Thomas Gawdy (by 1509 – 1556), of Shotesham and Redenhall, Norfolk, was Serjeant-at-law, an English barrister, Recorder, and member of parliament.

==Career==
===Family and name===
There were three sons of Thomas Gawdy of Harleston, Norfolk, by three different wives, each of whom received the baptismal name of Thomas. There was the present Thomas Gawdy (d.1556), and Thomas Gawdy (d.1588), and Francis Gawdy, who was baptised Thomas but changed his name at confirmation. The subject of this article was the eldest one, by his father’s first wife Elizabeth Hellows.

===Legal and parliamentary career===
Apart from his distinguished legal career, Gawdy was a Member of Parliament for Salisbury in 1545, Lynn in 1547, and Norwich in October 1553.
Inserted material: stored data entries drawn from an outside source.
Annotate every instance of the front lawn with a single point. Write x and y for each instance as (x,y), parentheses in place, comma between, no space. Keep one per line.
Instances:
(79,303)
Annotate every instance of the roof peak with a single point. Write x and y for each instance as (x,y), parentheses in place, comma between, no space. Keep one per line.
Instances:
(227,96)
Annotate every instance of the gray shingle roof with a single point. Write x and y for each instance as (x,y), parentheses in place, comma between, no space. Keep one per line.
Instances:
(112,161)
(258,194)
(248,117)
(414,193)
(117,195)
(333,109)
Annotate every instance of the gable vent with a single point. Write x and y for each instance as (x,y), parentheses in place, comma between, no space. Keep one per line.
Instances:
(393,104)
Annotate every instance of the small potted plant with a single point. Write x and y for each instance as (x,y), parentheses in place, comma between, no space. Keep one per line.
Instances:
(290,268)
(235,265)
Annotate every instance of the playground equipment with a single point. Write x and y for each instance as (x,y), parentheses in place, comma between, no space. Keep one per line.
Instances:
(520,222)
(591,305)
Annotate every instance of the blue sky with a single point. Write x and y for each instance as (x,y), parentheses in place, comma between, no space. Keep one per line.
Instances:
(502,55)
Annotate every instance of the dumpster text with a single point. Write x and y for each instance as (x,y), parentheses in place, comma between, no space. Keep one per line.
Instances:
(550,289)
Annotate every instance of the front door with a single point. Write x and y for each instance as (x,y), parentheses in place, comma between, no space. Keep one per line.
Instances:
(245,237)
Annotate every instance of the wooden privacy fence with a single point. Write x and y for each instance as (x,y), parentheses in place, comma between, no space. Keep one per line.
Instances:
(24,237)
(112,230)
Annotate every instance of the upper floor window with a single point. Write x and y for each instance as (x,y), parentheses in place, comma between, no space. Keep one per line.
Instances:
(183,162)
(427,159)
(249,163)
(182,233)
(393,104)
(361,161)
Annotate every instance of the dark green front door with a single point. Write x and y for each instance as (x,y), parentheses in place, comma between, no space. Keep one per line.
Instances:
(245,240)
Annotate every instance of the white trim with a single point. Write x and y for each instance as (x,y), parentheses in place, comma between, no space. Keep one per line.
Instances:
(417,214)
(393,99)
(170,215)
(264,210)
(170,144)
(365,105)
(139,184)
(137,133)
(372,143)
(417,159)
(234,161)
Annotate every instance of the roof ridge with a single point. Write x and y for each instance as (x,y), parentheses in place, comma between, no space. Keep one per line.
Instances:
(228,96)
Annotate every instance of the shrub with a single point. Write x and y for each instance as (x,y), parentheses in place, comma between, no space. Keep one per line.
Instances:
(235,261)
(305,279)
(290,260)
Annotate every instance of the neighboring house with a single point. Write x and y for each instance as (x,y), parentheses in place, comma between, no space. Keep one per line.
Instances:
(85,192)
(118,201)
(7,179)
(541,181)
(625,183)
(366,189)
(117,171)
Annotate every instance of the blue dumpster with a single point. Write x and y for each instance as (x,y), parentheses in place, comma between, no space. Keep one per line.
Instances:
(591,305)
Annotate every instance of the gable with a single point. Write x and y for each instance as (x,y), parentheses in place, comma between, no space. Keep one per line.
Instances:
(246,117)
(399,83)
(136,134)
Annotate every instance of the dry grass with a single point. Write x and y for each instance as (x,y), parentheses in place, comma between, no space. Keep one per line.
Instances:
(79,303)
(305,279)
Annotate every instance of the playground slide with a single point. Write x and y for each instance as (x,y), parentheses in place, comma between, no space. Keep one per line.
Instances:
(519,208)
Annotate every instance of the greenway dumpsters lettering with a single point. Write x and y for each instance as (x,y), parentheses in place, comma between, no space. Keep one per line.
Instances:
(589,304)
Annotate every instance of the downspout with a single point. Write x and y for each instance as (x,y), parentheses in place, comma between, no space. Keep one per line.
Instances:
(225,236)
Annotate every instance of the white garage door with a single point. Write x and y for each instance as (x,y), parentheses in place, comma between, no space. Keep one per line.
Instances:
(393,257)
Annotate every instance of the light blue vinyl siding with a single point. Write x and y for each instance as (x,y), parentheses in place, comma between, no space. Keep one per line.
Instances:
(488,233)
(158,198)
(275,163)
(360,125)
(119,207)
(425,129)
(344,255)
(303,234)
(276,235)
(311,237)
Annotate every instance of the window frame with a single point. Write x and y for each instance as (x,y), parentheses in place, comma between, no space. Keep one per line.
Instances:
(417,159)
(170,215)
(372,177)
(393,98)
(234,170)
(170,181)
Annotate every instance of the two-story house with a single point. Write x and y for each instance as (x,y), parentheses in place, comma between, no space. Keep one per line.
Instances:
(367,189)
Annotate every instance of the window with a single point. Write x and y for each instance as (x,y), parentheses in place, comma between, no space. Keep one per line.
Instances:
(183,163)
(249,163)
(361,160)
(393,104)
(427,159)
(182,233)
Sir Nicholas Hare, who married Katherine Bassingbourne, the sister of Gawdy's first wife Anne, was an influential friend of his.

===Marriages===
By 1530 he had married Anne, daughter and coheiress of John Bassingbourne of Woodhall, Hatfield, Hertsfordshire, by his wife Audrey Cotton. Anne Bassingbourne's paternal grandparents were Thomas Bassingbourne and his wife Katherine Say, the daughter of Sir John Say and his wife Elizabeth Cheney, and the sister of Anne Say and Elizabeth Tilney. Thomas Gawdy married secondly Elizabeth, daughter of John Harris of Radford, the widow of Walter Staynings of Honeycott, Somerset. He married thirdly by settlement dated 9 July 1554, Katherine (d.1564), the daughter of Robert Lestrange and sister of Sir Thomas Lestrange, the widow of Sir Hugh Hastings of Elsing in Norfolk.

He had several children. With his first wife Anne Bassingbourne, he had the children:

- Thomas Gawdy of Gawdy Hall in the parish of Redenhall in Norfolk, who married Honour, daughter of Walter Staynings of Honycott in county Somerset. Thomas Gawdy, Esq. bought the manor of Holebrook in Redenhall from Edward Bacon (b.1552), son of Robert Bacon of Specteshall (d.1558) and ward of the Queen’s Majesty at the time of Visitations. Edward Bacon (b.1552) later married his daughter Katherine at Redenhall on 16 October 1569. They had the children Honour Bacon, baptised 23 May 1574, Robert Bacon, baptised 20 October 1577, Nicholas Bacon, buried 4 November 1585 and Cecily, buried 2 February 1586. The other children of Thomas Gawdy and Honour Staynings were Thomas Gawdy of Waybred in Suffolk, who married Ursula, daughter of Francis Bolton of Burston in Norfolk, and had Henry Gawdy, who married a daughter Rushbrook of Suffolk, and lived in Ireland, Owen Gawdy, who married Frances, daughter of Francis Bolton of Burston and had two daughters, Rafe Gawdy, ob. s.p., and Mary. Thomas Gawdy of Gawdy Hall in the parish of Redenhall in Norfolk sold many properties, including Claxton, to his uncle Thomas Gawdy (d.1588). His uncle remainded long in his debt.
- Bassingbourne (d.1590), and through him he was the grandfather of Sir Bassingbourne Gawdy
- Katherine, who married Henry Everard of Lynsted in Suffolk

By his second wife Elizabeth Harris he had the son:

- Anthony Gawdy, also a member of parliament, who died unmarried, but was very close to his two nephews, the sons of Bassingbourne.